Search Engine Breakdown
Why does a widely used internet search engine deliver results that can be blatantly racist and sexist? Two leading information researchers investigate their discoveries of hidden biases in the search technology we rely on every day.
REPORTER: As misinformation and so-called fake news continues
to be rapidly distributed on the internet,
our reality has become increasingly shaped
by false information.
Many people don't know the difference between
something real and something created to deceive them.
SAFIYA NOBLE: I spent about 15 years in advertising and marketing,
and while I was there, Google arrived on the scene.
I understood the transformative effect that this search engine
was having in helping us curate
through all kinds of information.
But I was surprised, having just left advertising,
that everybody was thinking about Google
as this new public trusted resource,
because I thought of it as an advertising platform.
Most people who use search engines believe
that search engine results are fair and unbiased.
The public, and especially kids and young people,
use search engines to tell them the facts about the world.
One weekend, my nieces were coming over to hang out,
and I was thinking, "Oh, let me pull my laptop out
"and see if I can find some cool things
for us to do this weekend."
I just thought to type in "Black girls,"
and the whole first page
of search results was almost exclusively pornography
or hyper-sexualized content.
In 2012, I started to see some of the results changing.
Google had started to suppress the pornography
around Black girls.
Unfortunately, still today, we see pornography
and a kind of hyper-sexualized content as the primary way
in which Latina and Asian girls are represented.
"What makes Asian girls so attractive," "Asian fetish,"
"hot ladies from Asians," "see who we rank number one in 2020,"
"tender Asian girls," "meet world beauties."
This is the study that was done by the Markup
that replicated my study from ten years ago.
They found that Black girls, Latina girls, and Asian girls,
those phrases were-- look--
so profoundly linked with kind of adult content.
Zero for white girls, zero for white boys.
There are so many racial stereotypes
and gender stereotypes that show up in search results.
What about actual girls and children
who go and look for themselves in these spaces?
It's very disheartening.
When women become sex objects in a space like this,
it's really profound, because the public generally relates
to search engines as kind of fact checkers.
Before we were so heavily reliant upon a database,
we used something like a card catalogue.
We didn't rank content, it was alphabetical.
It also might be by subject.
It's a summary of the organization system
we call the Dewey Decimal System.
NOBLE: Now when we're in a subject, we know there is
a lot in relationship to that one item
that we might be looking for.
We might go look for a book in the stacks, for example,
and find that there's hundreds of books around that one
that tell us something about that book,
and we might serendipitously find all kinds of other bits
of information that are amazing.
But we can see a little a bit more about the logics of that.

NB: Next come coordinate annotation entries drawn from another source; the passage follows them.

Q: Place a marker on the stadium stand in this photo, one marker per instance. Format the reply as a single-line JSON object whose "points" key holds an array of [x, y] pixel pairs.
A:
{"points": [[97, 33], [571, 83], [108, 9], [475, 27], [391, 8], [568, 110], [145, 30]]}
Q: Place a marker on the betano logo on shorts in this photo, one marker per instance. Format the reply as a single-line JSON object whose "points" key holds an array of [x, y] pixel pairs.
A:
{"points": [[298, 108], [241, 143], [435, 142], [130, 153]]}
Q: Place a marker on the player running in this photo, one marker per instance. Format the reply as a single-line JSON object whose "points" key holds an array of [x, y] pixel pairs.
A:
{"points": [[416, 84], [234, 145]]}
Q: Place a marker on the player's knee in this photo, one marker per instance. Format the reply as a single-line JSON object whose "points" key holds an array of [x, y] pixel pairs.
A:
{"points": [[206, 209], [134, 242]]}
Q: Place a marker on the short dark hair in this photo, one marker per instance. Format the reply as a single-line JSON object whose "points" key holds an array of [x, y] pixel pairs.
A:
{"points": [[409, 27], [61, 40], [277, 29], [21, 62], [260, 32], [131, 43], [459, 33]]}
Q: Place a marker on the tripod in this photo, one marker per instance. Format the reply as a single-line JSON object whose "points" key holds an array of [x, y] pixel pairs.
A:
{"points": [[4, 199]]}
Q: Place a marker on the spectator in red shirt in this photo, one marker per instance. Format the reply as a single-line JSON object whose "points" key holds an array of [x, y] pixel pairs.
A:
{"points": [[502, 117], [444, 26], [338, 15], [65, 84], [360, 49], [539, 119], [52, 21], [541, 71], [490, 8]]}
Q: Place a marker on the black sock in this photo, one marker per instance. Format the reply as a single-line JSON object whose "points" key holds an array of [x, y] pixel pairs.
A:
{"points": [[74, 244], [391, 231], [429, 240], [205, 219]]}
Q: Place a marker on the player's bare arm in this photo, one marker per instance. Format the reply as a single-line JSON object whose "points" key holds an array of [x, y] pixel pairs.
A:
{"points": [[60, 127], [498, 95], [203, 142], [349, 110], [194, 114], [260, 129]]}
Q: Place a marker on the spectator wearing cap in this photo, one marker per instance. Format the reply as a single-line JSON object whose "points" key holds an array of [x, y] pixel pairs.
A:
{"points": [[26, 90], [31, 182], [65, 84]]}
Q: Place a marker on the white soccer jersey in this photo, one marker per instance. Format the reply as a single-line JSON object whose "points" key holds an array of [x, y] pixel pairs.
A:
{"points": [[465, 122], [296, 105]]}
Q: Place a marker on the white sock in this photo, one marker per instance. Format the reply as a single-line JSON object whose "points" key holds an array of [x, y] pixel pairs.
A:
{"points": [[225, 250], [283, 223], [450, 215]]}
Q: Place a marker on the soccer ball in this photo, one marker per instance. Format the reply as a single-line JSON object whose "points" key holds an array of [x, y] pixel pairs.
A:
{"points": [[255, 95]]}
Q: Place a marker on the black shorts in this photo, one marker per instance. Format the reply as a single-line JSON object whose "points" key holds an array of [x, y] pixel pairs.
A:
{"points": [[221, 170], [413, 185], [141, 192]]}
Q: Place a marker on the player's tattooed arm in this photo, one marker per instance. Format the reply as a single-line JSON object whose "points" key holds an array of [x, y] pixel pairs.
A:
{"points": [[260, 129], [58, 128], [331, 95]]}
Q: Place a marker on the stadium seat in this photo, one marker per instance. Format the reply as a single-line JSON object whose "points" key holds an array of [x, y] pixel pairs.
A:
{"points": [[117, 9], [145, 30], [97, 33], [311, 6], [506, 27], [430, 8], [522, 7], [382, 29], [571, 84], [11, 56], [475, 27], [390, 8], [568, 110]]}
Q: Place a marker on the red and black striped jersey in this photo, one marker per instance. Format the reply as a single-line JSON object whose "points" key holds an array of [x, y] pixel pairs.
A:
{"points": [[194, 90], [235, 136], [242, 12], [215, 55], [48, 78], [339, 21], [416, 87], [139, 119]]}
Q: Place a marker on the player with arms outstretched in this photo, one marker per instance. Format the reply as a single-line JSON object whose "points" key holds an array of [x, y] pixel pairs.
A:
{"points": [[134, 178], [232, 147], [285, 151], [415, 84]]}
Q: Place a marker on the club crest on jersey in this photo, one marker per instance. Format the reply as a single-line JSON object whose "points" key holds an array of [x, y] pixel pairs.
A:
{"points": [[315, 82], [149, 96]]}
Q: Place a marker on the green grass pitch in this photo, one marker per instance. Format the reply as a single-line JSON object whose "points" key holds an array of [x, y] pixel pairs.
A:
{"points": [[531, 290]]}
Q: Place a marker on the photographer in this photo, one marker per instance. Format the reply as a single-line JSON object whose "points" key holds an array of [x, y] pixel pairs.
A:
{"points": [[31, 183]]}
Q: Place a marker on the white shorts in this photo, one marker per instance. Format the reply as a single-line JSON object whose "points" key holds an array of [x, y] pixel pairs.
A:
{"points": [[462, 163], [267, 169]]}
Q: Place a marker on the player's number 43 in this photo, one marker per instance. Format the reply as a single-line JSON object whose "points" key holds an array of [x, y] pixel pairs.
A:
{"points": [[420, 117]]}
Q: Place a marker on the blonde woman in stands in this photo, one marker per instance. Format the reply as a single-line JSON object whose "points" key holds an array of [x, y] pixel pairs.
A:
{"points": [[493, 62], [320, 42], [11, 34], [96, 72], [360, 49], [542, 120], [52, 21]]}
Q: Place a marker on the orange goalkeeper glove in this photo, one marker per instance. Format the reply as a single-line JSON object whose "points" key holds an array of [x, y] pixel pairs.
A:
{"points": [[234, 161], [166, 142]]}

We don't understand the logics of how certain things
make it to the first page in a search.
Google has a very complicated
and nuanced algorithm for search.
Over 200 different factors go into
how they decide what we see.
Of course, they're indexing about half
of all of the information that is on the web,
and even that is trillions of pages.
AD ANNOUNCER: Billions of times a day,
Google software locates all the potentially relevant results
on the web, removes all the spam, and ranks them
based on hundreds of factors, like keywords, links, location,
and freshness-- all in, oh, 0.81 seconds.
NOBLE: The whole premise of a search engine is to categorize
and classify information.
A lot of the content that comes back to us on the internet,
it's in a cultural context of ranking.
We know very early what it means to be number one,
so ranking logic signals to us
that the classification is accurate,
from one being the best
to whatever is on page 48 of search,
which nobody ever looks at.
Part of what it's doing is picking up signals
from things that we've clicked on in the past,
that a lot of other people have clicked on,
things that are popular.
So an algorithm is, in essence, a decision tree.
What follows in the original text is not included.